Charleroi 1.Juni 2014. Der letzte Hochofen ist offenbar erkaltet. Seit 1995 ist dies mein dritter Rundgang mit einer Kamera durch Areale der Montanindustrie von Charleroi. In der Zone der Industrieanlagen ist es jetzt, anders als noch 1995, völlig still. Und kein Rauch ist mehr zu sehen. Es ist das Ende der Roheisen -und Stahlproduktion. Das Ende der Zechen, bei einem großen Bergunfall 1956 waren hier 262 Männer tot, ist, wie im Saarländischen Völklingen-Luisenthal, da verloren 299 Männer bei einem schweren Unfall unter Tage im Jahr 1962 ihr Leben, schon vorausgegangen. Zugleich ist hier jetzt das Ende einer insgesamt äußerst harten Arbeitswelt gekommen, nicht ohne Folgen. Rundum zeigt sich Stillstand, bis in die Straßen der Stadt. Zerfall. An der Peripherie bieten Frauen ihre sexuellen Dienste an. Was ist? Was ist passiert? Zeit ist passiert, die Stadt ist ein ZeitOrt. Das Phänomen Zeit, Verfall aller Materie indiziert, erscheint durch Veränderungen im Kontext gesellschaftlichen Handelns, zeigt sich ganz besonders hier in den einstigen Industriezonen an diesem Ort. Sicher, Ende der Industriezeit. Zeit, und damit Veränderungen gehen weiter, wie auch immer.

Der Fotografie werden Wahrheiten abgesprochen, der Dokumentarfotografie, und damit gerade dem Ansatz der Fotografie, der ganz eigentlich eine distanzierte und objektive Darstellung "straight" ermöglicht. Die den dargestellten Gegenstand selbst referieren lässt, eben der Wahrheit des Faktischen Raum gebend. Nun, das gilt auch in digitalen Zeiten, es kommt, wie eh und je in der Fotografie auf den integren Fotografen, die integre Fotografin an, deren Intentionen Manipulationen eben ausschließen. Inszenierungen und Manipulationen legen z.B. dem Rezipienten ohne Vorkenntnisse glaubhaft nahe, es sei so gewesen, was einfach ohne Eingriff so aber nicht war. In diesem Kontext sei der Skandal um den World Press Photo Award erwähnt. Prämierte Fotografien (Fotojournalismus) der Serie "La Ville Noir - The Dark Heart of Europe" sollen Charleroi darstellen. Suggeriert nicht schon dieser Titel abwegiges, ja diabolisches? Wie später heraus kam sind einige Bilder der Serie Fakes, gestellte Fotografien. Das ist der Zeitgeist mit seinen Fiktionen, möglichst spektakulär, reisserisch muss es sein, locker und ohne Skrupel wird manipulierend jede Art Realismus verleugnet. Das ist es, was wirklichkeitsbeschreibende Fotografie desavouiert. Immerhin wurde dem Fotograf der Preis wieder aberkannt.
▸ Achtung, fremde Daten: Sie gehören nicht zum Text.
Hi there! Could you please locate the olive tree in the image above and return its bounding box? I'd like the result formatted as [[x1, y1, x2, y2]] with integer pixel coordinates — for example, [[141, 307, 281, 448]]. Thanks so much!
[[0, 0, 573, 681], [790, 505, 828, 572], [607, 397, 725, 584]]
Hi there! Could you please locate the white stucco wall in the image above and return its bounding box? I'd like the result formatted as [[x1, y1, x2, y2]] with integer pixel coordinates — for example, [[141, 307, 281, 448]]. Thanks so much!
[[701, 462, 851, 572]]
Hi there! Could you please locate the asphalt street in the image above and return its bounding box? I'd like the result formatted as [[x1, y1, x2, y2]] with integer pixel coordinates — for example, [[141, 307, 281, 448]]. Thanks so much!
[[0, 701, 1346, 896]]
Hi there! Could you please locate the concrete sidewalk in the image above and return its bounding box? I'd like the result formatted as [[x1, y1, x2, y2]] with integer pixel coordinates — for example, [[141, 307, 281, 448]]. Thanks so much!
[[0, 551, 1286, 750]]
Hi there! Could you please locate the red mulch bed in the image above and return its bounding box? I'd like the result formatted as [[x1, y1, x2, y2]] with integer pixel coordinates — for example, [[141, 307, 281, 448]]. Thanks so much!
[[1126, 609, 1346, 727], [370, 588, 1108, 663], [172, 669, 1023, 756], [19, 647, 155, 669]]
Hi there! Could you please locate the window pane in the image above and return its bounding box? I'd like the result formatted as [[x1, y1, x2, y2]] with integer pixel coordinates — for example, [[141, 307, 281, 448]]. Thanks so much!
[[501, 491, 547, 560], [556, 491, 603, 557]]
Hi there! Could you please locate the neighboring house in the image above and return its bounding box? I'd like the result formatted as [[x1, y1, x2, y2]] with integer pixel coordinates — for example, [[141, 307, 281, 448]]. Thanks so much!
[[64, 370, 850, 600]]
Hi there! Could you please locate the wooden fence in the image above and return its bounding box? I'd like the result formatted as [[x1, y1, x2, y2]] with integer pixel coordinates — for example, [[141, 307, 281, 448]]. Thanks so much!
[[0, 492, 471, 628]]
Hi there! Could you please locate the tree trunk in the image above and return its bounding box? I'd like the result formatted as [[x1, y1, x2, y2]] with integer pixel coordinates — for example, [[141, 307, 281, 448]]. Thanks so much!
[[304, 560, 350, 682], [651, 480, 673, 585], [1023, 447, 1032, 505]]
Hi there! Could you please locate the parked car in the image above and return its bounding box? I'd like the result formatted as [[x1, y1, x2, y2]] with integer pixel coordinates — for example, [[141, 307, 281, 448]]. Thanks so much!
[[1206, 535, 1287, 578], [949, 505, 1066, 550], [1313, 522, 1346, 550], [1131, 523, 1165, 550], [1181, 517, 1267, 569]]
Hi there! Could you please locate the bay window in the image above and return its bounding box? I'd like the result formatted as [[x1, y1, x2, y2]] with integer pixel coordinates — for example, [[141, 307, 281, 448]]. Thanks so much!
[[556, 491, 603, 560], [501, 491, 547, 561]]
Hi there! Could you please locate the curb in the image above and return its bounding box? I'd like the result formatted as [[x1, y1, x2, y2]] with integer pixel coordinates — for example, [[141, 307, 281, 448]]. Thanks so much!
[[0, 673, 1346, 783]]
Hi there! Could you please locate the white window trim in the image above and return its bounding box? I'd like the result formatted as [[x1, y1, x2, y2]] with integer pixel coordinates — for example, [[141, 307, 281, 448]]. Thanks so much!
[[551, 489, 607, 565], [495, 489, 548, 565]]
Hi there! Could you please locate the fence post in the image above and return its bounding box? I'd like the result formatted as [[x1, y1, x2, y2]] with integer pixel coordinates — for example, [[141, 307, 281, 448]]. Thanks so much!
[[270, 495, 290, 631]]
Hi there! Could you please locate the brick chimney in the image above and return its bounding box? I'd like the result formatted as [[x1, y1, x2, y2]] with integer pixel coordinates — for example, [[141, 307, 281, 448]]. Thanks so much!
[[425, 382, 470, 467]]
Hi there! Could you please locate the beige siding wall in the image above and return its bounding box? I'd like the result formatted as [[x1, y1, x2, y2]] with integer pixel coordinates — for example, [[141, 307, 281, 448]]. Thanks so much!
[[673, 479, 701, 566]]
Die sozialen Nöte im Kontext des Verlustes der Schwerindustrie in gigantischer Dimension, das sind Kausalitäten mit verändernder Einwirkung auf Verhalten und Charakter betroffener Menschen, auf ihre Schicksale. Das ist ein Problem des Kapitalismus, nicht dieser "Ville Noir", nicht diesem "Dark Heart of Europe", einer Fiktion, entsprechend dem Zeitgeist.